Does Metal Additive Manufacturing Belong in a Machine Shop? The Answer Is Mixed

An article we recently posted describes many ways that machining and additive manufacturing (AM) go together. Their interconnection suggests a closely related question. Namely: Do machining providers and additive manufacturing go together? Should machine shops adopt AM? My answer to this question has shifted.

About five years ago, I posted an article with the title, “Additive Manufacturing Belongs in a Machine Shop.” That piece reports on the experience and viewpoint of a New Jersey shop, Imperial Machine & Tool, that had invested in laser powder bed fusion capability to provide metal additive manufacturing services. Part of the reason this expansion made sense for Imperial was its machining expertise. Metal AM parts need machining, so an established machine shop has a leg up; it knows how to bring near-net-shape parts, AM or otherwise, to their final dimensions. To this extent, the article’s title was valid, and still is.

But watching how and where metal part production through additive manufacturing has thrived since then has led me to a different viewpoint, or at least a more shaded one. A company making metal parts through machining does not necessarily offer a good platform to succeed at making metal parts through additive. It might, and the shop mentioned above did — but it goes too far to say the typical machine shop is a natural fit for metal part production through AM. While metal AM does need machining, it also asks for habits and practices that depart from the role and work typical of machining businesses.

Before I expound on that, an aside: One AM capability that does widely make sense for machine shops is polymer 3D printing. An industrial-caliber, extrusion-style 3D printer making durable polymer or polymer composite parts can deliver prototypes, tooling and certain short runs of parts well enough that the CNC machine tools don’t have to. These machine tools can then be set free for higher-value work. Polymer 3D printing thus complements and supports metalworking machine tools. It is a different AM application — part production via metal 3D printing — where the picture is more mixed, and where, as I say, the habits and practices differ from machining.

Part of the difference relates to the role machine shops generally perform, and generally seek — that is, producing parts to order and to known designs. By contrast, additive manufacturing, even for end-use parts, wants to interact with product designers so that design factors can remain unfixed as the part matures toward its final form. AM realizes a major share of its promise by enabling frequent design changes to refine both functionality and manufacturability, potentially even after the product has gone to market. Success with AM also involves significant interplay between the designer and AM provider to develop the part, which is likely to feature significant geometric complexity for assembly consolidation, internal fluid flow, lightweighting or some combination of these. In AM, design and manufacturing blend, producing a mixture not often found in machining. The special expertise of machine shops is instead seen in the way a job shop will make a part to spec without knowing what the part is or does. Additive thus differs from machining in a fundamental way: More than a different operation, it is a different opportunity.

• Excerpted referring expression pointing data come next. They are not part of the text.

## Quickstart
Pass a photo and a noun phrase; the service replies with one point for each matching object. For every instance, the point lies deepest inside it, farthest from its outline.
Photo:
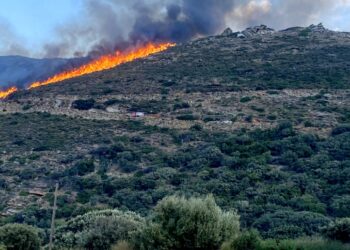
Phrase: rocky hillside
(20, 71)
(260, 118)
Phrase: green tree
(98, 229)
(19, 237)
(339, 230)
(180, 223)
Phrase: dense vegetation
(278, 164)
(175, 223)
(284, 183)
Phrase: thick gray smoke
(106, 25)
(115, 24)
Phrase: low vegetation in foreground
(176, 223)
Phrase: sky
(68, 28)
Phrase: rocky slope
(258, 118)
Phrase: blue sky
(27, 26)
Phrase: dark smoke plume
(113, 24)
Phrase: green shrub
(246, 241)
(19, 237)
(187, 117)
(83, 104)
(288, 224)
(340, 230)
(246, 99)
(194, 223)
(341, 129)
(98, 229)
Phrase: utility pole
(53, 217)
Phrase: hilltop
(259, 118)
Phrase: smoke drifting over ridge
(103, 26)
(113, 24)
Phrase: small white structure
(137, 114)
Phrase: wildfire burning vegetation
(5, 93)
(101, 63)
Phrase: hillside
(258, 118)
(20, 71)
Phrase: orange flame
(5, 93)
(105, 62)
(102, 63)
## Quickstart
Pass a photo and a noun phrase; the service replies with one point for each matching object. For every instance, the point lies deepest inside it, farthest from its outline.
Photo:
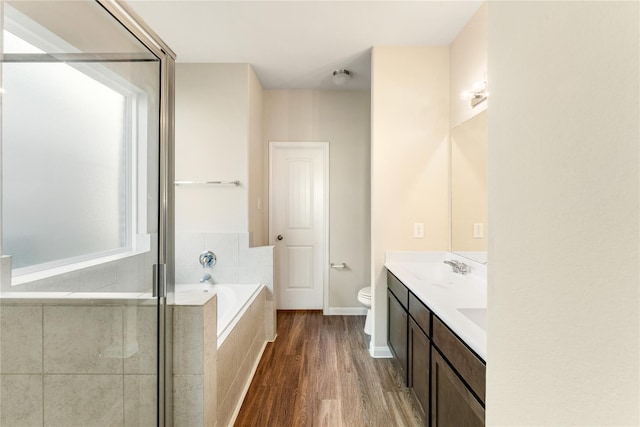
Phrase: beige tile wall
(237, 357)
(77, 365)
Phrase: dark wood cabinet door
(419, 366)
(452, 404)
(397, 330)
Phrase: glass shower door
(86, 112)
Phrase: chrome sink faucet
(207, 260)
(458, 267)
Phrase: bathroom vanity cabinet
(445, 377)
(397, 303)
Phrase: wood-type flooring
(318, 372)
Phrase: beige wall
(343, 119)
(257, 186)
(563, 295)
(214, 121)
(468, 62)
(409, 159)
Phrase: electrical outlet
(478, 230)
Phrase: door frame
(324, 145)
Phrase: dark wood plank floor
(319, 372)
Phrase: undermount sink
(476, 315)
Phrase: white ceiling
(298, 44)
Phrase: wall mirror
(469, 188)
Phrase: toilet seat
(364, 296)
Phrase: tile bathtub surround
(195, 364)
(237, 356)
(94, 357)
(83, 400)
(5, 273)
(139, 404)
(83, 340)
(237, 262)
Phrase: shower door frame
(166, 232)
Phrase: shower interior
(86, 121)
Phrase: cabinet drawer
(399, 290)
(468, 365)
(452, 404)
(420, 313)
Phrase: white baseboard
(245, 389)
(346, 311)
(380, 352)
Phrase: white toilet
(364, 296)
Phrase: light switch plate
(478, 230)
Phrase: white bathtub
(233, 301)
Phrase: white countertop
(450, 296)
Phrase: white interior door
(298, 218)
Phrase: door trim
(273, 145)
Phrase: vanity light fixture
(341, 77)
(477, 94)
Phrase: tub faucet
(458, 267)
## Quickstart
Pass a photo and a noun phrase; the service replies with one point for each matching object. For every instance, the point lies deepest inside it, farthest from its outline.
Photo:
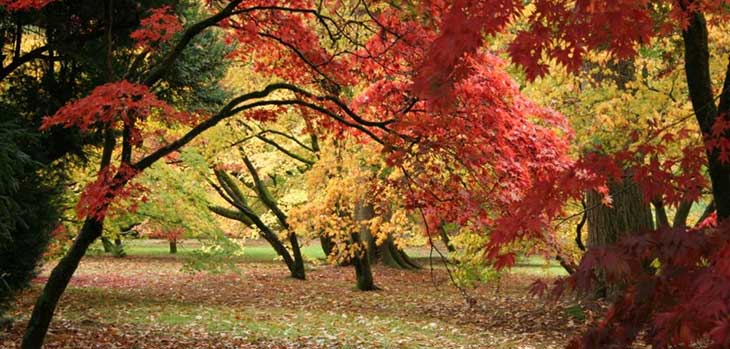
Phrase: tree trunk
(446, 239)
(326, 243)
(46, 304)
(387, 253)
(699, 83)
(297, 269)
(173, 246)
(361, 260)
(662, 221)
(630, 214)
(107, 244)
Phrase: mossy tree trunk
(629, 213)
(173, 246)
(229, 190)
(361, 260)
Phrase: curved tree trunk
(699, 84)
(46, 304)
(387, 252)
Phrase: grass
(148, 296)
(259, 252)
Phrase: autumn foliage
(470, 149)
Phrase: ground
(148, 300)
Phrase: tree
(565, 31)
(118, 108)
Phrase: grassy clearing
(256, 251)
(146, 300)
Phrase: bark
(242, 212)
(662, 221)
(46, 303)
(387, 252)
(699, 83)
(173, 246)
(708, 211)
(680, 217)
(629, 214)
(446, 240)
(361, 261)
(106, 244)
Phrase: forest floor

Yet even operational differences are significant. The raw material difference stands out, for example. Think of this: Shops that combine CNC machining of bar and billet with CNC fabrication of sheet metal are relatively uncommon, because these capabilities are different enough that only a minority of shops manage both. Now consider that metal additive introduces an even greater difference: raw stock in the form of powder (in many cases). Making metal parts additively means more than adding a different type of machine; it means adding new material management systems. Quality systems are apt to be similarly different.

These engineering- and operations-related requirements tend to favor providers that are organized for additive. And this is what I have been seeing: relatively new manufacturing providers that are focused on additive and organized accordingly, plus OEMs developing their own new additive groups even if other metal part production is performed by suppliers.

But again, the picture is mixed. Some existing machining providers do see all this, and they are responding — stepping up to reinvent both processes and customer interactions to advance and succeed with metal AM. For these shops, the machining expertise is a valuable starting point: It means they know not just how to complete AM parts, but also how to design them for successful machining in the first place, and even when to guide customers away from AM when machining alone can do the job.

Yet for these machining providers becoming AM providers, one other notable development has become apparent, directly related to that starting point. In these shops, certain team members become the ones who machine the AM parts. In fact, one well-established machining provider created a separate shop, separately staffed, for machining AM components. This is because additive parts are different workpieces, and significantly so. Compared to practically all other parts a shop is likely to see, AM parts are costly, difficult to fixture and in need of only very light cuts. The machinists who excel at this work are worth identifying, even worth grouping together. When metal part production through additive manufacturing succeeds in a machine shop, machining expertise is part of the reason, but that very success leads to machining being channeled in ways that belongs to additive alone.